Diskussion: Der Untertitel des Buches lautet: ‚An Introduction‘. Das ist weit untertrieben. Es werden viele Themen sehr tiefgründig behandelt und es ist eine Freude zu sehen, dass es zum Thema ‚Innovation‘ nicht nur Oberflächenerwärmung gibt.
Dass Holland und allen voran die Delft Universität führend in der Innovationsforschung ist, verwundert nicht. Das Buch jedenfalls hinterlässt den Eindruck, dass sie einfach einen Schritt weiter sind und Innovationen nicht auf Risikomanagement, Patente zählen und Kreativitätstechniken reduzieren.
Bewertung: 5 von 5

Maxwell: Managing Sustainable Innovation (2009)

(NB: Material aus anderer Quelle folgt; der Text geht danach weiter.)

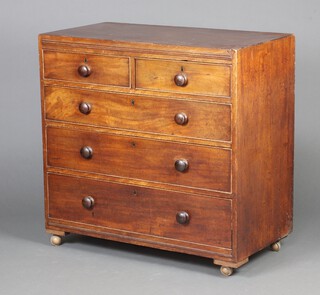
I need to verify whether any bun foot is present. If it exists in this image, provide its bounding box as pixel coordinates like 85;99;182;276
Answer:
220;265;233;277
50;235;62;246
270;241;281;252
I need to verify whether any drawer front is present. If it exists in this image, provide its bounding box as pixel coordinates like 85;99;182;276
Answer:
45;87;231;141
47;127;231;192
48;174;231;248
136;59;231;97
43;51;130;87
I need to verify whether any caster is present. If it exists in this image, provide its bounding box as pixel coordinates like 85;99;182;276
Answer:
220;265;233;277
50;235;62;246
270;241;281;252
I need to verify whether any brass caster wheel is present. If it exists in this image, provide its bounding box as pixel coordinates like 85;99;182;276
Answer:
220;265;233;277
270;241;281;252
50;235;62;246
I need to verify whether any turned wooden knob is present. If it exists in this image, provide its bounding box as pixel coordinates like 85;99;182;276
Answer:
79;102;91;115
80;146;93;160
176;211;190;224
82;196;94;210
174;113;188;125
78;65;91;78
174;72;188;87
174;159;189;172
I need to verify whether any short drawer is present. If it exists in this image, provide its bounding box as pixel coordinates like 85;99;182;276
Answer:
136;59;231;97
43;51;130;87
45;87;231;141
47;127;231;192
48;174;231;248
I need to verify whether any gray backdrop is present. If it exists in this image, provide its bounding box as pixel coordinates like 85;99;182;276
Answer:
0;0;320;295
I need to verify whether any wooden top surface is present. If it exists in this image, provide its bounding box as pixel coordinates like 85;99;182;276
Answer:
43;22;289;50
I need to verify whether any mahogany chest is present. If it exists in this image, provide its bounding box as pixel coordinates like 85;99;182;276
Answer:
39;23;295;275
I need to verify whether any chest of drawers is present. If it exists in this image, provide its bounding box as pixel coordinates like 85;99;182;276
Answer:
39;23;294;275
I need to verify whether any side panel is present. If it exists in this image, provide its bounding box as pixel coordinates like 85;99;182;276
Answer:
233;36;295;261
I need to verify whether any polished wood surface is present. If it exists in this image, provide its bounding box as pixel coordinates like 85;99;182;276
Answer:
233;36;294;259
49;175;231;248
39;23;294;274
47;127;231;192
45;87;231;141
44;51;130;87
44;22;288;49
136;59;231;97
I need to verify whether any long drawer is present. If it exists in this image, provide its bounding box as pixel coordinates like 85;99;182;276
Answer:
45;87;231;141
48;174;231;248
47;127;231;192
43;50;130;87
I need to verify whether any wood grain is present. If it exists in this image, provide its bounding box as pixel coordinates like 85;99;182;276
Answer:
39;23;294;267
39;22;287;49
136;59;231;97
43;50;130;87
48;175;231;248
45;87;231;141
233;36;294;260
47;127;231;192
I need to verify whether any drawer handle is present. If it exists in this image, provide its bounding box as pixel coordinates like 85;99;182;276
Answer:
78;65;91;78
174;159;189;172
174;72;188;87
174;113;188;125
79;102;91;115
176;211;190;224
80;146;93;160
82;196;94;210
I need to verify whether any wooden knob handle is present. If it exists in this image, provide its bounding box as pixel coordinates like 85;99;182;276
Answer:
174;72;188;87
174;159;189;172
174;113;188;125
80;146;93;160
79;102;91;115
78;65;91;78
176;211;190;224
82;196;94;210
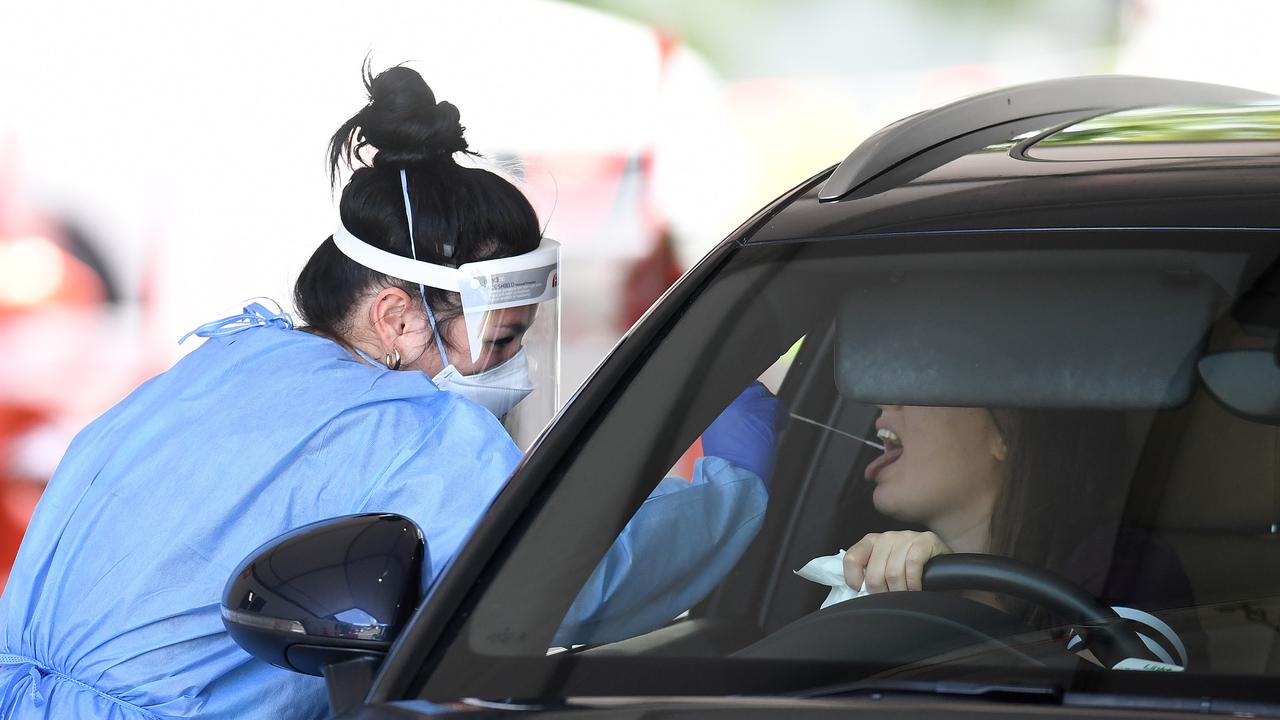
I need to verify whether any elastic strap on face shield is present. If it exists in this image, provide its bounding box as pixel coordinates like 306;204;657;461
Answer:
401;168;452;368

Inhalt: Da wird das Innovationsfenster sehr weit aufgerissen. Einen ziemlichen Rundschlag legt der Autor vor und relativ schnell merkt man, dass er bei allen Themen nur recht oberflächlich bleiben kann. Einerseits geht es um das Management von Innovationen. Andererseits werden Innovationsfelder behandelt (Energie, Medizin, IT, Erneuerbare Energie), Länder (USA, China und Indien) werden beleuchtet und über Preise, Trigger und Technologien wird berichtet.
Diskussion: Eine Vorstellung vom Tiefgang und von der inhaltlichen Tragweite bekommt man vielleicht, wenn man sich verdeutlicht, dass in einem Buch über Innovationen Bilder vom iPhone (Wikipedia) dargestellt werden und viele, viele weitere Bilder über Stammzellen, Kindle usw. Sehr oberflächlich und zum Teil veraltet (Portfoliotechnik war in Zeiten stabiler Markt – und Technologieentwicklungen ausreichend ). Obwohl mit viel Buzzwords gespickt finden ‚Innovations-Einsteiger‘ hier vielleicht noch Ideen. Das m.E. zu sehr gestresste Wort ’sustainable‘ steht zwar im Titel, aber wohl nur weil es sich da gut macht. Im Buch ist nichts zu nachhaltigen Innovationen zu finden.
Bewertung: 2 von 5

Ormerod: Why most things fail (2005)

Inhalt: Das Grundprinzip der Ökonomie geht von einem Gleichgewichtszustand zwischen Angebot und Nachfrage und dem sich daraus ableitenden Preis aus. Es basiert auf den aus der Physik und den ‚exakten‘ Wissenschaften bekannten analytischen Instrumenten und mathematischen Werkzeugen. Der Autor legt sehr überzeugend dar, dass dieser Ansatz in einer sich permanent ändernden Welt ungeeignet ist (Finanzkrise!). Veränderungen sind in den herkömmlichen Gleichgewichtsmodellen ebenso wenig vorgesehen wie menschliche und technische Fehler (fail).
Diskussion: Eine gelungene Kritik an der modell-versessenen und empirie-lastigen Wirtschaftslehre. Ormerod begeistert durch viele gute Beispiele, Zitate und weiterführende Literaturhinweise ebenso wie durch klare Formulierungen und einen flüssigen Stil. Sehr empfehlenswert für alle, die Interesse an Wirtschaft haben und skeptisch gegenüber den komfortablen Wirtschaftstheorien sind.